國師驚恐地看著蠱蟲如黑色的潮水般在地上蜿蜒湧動,向他迅速爬來,嚇得麵色瘋狂。


    他的身體劇烈顫抖著,試圖掙脫刑具的束縛,卻隻是徒勞。


    臉色蒼白如紙,額頭上冷汗涔涔,眼神中充滿了絕望和恐懼。


    “你真的要為了他們忍受這般痛苦?”


    裴軼淵再次喝問,聲音冰冷而嚴厲,帶著一種不可抗拒的威嚴。


    國師的目光在裴軼淵和那逐漸逼近的蠱蟲之間遊移,嘴唇微微顫抖,卻依舊強忍著沒有出聲。

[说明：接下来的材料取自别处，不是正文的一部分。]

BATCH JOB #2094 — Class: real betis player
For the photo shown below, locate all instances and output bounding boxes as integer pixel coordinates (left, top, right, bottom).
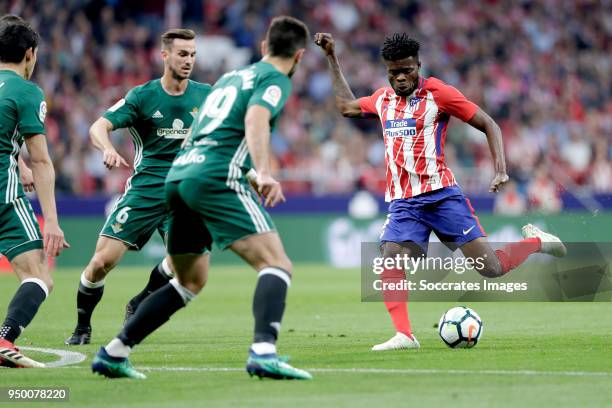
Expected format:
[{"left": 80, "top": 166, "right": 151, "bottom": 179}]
[
  {"left": 0, "top": 15, "right": 68, "bottom": 367},
  {"left": 66, "top": 29, "right": 211, "bottom": 345},
  {"left": 92, "top": 16, "right": 312, "bottom": 379}
]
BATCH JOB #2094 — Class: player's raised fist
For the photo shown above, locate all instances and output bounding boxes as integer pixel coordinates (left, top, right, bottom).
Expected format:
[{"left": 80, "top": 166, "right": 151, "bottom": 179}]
[
  {"left": 489, "top": 173, "right": 510, "bottom": 193},
  {"left": 315, "top": 33, "right": 336, "bottom": 55},
  {"left": 255, "top": 174, "right": 286, "bottom": 207}
]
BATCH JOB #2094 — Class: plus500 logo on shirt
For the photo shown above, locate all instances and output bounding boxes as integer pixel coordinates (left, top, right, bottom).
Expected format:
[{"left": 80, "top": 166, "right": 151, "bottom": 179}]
[{"left": 385, "top": 119, "right": 416, "bottom": 137}]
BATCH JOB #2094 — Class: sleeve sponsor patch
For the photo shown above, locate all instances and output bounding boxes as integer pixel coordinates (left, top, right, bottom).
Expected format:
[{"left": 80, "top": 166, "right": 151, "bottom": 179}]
[
  {"left": 108, "top": 98, "right": 125, "bottom": 112},
  {"left": 261, "top": 85, "right": 283, "bottom": 108},
  {"left": 38, "top": 101, "right": 47, "bottom": 123}
]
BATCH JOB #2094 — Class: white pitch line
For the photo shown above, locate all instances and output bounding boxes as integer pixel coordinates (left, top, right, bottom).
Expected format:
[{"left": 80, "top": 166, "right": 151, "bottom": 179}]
[
  {"left": 136, "top": 367, "right": 612, "bottom": 377},
  {"left": 7, "top": 346, "right": 612, "bottom": 377},
  {"left": 19, "top": 346, "right": 87, "bottom": 368}
]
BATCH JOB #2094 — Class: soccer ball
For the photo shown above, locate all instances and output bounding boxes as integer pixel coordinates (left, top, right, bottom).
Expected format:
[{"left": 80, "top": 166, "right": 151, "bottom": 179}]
[{"left": 438, "top": 306, "right": 482, "bottom": 348}]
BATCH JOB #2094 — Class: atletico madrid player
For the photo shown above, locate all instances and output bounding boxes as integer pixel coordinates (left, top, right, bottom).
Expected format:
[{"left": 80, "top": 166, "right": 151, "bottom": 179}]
[{"left": 315, "top": 33, "right": 566, "bottom": 351}]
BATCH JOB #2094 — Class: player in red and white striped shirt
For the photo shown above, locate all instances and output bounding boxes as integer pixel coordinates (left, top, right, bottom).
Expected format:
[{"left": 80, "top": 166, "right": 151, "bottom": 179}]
[{"left": 315, "top": 33, "right": 566, "bottom": 350}]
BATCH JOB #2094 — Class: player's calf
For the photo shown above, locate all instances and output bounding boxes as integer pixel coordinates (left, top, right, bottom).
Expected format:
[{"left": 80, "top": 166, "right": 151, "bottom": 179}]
[{"left": 124, "top": 258, "right": 174, "bottom": 324}]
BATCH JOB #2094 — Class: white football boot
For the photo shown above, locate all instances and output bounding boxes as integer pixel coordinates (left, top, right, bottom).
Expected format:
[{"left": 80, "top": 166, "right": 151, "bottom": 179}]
[
  {"left": 372, "top": 332, "right": 421, "bottom": 351},
  {"left": 521, "top": 224, "right": 567, "bottom": 258}
]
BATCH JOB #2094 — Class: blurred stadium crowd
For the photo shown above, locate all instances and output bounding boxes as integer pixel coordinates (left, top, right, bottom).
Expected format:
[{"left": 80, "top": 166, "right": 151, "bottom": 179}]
[{"left": 0, "top": 0, "right": 612, "bottom": 213}]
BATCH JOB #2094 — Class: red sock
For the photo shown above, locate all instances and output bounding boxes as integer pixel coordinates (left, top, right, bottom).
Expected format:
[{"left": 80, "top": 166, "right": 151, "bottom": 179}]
[
  {"left": 381, "top": 269, "right": 412, "bottom": 337},
  {"left": 495, "top": 238, "right": 542, "bottom": 274}
]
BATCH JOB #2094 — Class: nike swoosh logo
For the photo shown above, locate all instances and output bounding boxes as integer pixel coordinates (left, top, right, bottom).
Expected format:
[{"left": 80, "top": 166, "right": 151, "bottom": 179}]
[{"left": 463, "top": 225, "right": 475, "bottom": 235}]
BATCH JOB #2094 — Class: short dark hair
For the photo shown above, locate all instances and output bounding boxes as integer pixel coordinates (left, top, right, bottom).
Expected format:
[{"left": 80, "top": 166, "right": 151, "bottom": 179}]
[
  {"left": 162, "top": 28, "right": 195, "bottom": 48},
  {"left": 380, "top": 33, "right": 421, "bottom": 61},
  {"left": 0, "top": 14, "right": 38, "bottom": 64},
  {"left": 266, "top": 16, "right": 310, "bottom": 58}
]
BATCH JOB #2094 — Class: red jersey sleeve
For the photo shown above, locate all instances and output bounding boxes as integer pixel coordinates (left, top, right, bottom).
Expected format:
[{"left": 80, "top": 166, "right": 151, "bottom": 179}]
[
  {"left": 433, "top": 81, "right": 478, "bottom": 122},
  {"left": 358, "top": 88, "right": 385, "bottom": 116}
]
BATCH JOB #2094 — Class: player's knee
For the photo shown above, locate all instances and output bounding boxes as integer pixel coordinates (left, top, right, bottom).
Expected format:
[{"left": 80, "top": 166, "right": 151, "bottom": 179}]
[
  {"left": 177, "top": 274, "right": 208, "bottom": 295},
  {"left": 382, "top": 244, "right": 404, "bottom": 258},
  {"left": 42, "top": 276, "right": 55, "bottom": 294},
  {"left": 475, "top": 262, "right": 504, "bottom": 278},
  {"left": 88, "top": 252, "right": 116, "bottom": 282}
]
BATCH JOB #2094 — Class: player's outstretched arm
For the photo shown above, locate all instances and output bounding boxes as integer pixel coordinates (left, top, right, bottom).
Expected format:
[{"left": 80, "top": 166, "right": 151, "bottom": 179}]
[
  {"left": 314, "top": 33, "right": 363, "bottom": 118},
  {"left": 468, "top": 108, "right": 509, "bottom": 193},
  {"left": 17, "top": 156, "right": 34, "bottom": 193},
  {"left": 244, "top": 105, "right": 285, "bottom": 207},
  {"left": 89, "top": 117, "right": 130, "bottom": 170},
  {"left": 25, "top": 134, "right": 70, "bottom": 256}
]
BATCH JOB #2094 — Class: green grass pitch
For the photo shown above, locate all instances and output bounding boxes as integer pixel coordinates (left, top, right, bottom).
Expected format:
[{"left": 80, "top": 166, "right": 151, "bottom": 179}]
[{"left": 0, "top": 265, "right": 612, "bottom": 408}]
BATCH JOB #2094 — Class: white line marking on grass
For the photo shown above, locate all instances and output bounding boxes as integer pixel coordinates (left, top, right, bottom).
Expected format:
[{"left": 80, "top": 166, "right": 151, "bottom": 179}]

    他的喉嚨裏發出一陣低沉的嗚咽,仿佛是在向命運屈服。


    邵珈辰靜靜地站在一旁,他的手懸在半空,隻要國師再有一絲抗拒、


    那蠱蟲便會即刻鑽進他的傷口。他的眼神冷漠而堅定,沒有絲毫的憐憫之情。


    “你說出真相,我們可以考慮留你一條全屍。”


    邵珈辰的聲音緩和了一些,但依然透露出一種不容置疑的力量。


    國師的身體顫抖得更加厲害了,他的嘴唇動了動,似乎想要說些什麽,但最終還是沒有發出聲音。


    他的眼神一直都十分狠厲,身體像被抽幹了力氣!


    “猶豫什麽?難道你你是不信你會被這些蠱蟲折磨至死?”裴軼淵的聲音變得更加冷沉。


    國師的目光終於落在了裴軼淵的身上,他的眼神中充滿了痛苦和掙紮。


    “我當然,不會說,要讓你們一直猜測……”


    他的聲音低沉而沙啞,仿佛是從喉嚨深處擠出來的。


    帶著幾絲慘烈!


    “本將軍不信,你不怕死!”裴軼淵的眼神中閃過一絲憤怒。


    “怕……但是……但是我更想你們死……”國師的聲音中帶著一絲陰鶩,雖然他的身體已經因為恐懼而蜷縮成了一團。


    嘴角流出血絲,還是很癲狂!


    “你試試!”裴軼淵的眉頭緊緊皺起,正準備手起刀落給他一刀!


    牢房裏的空氣仿佛都凝固、


    隻有蠱蟲爬行時發出的沙沙聲和國師驚恐的喘息聲交織在一起,仿佛是一場死亡前奏曲。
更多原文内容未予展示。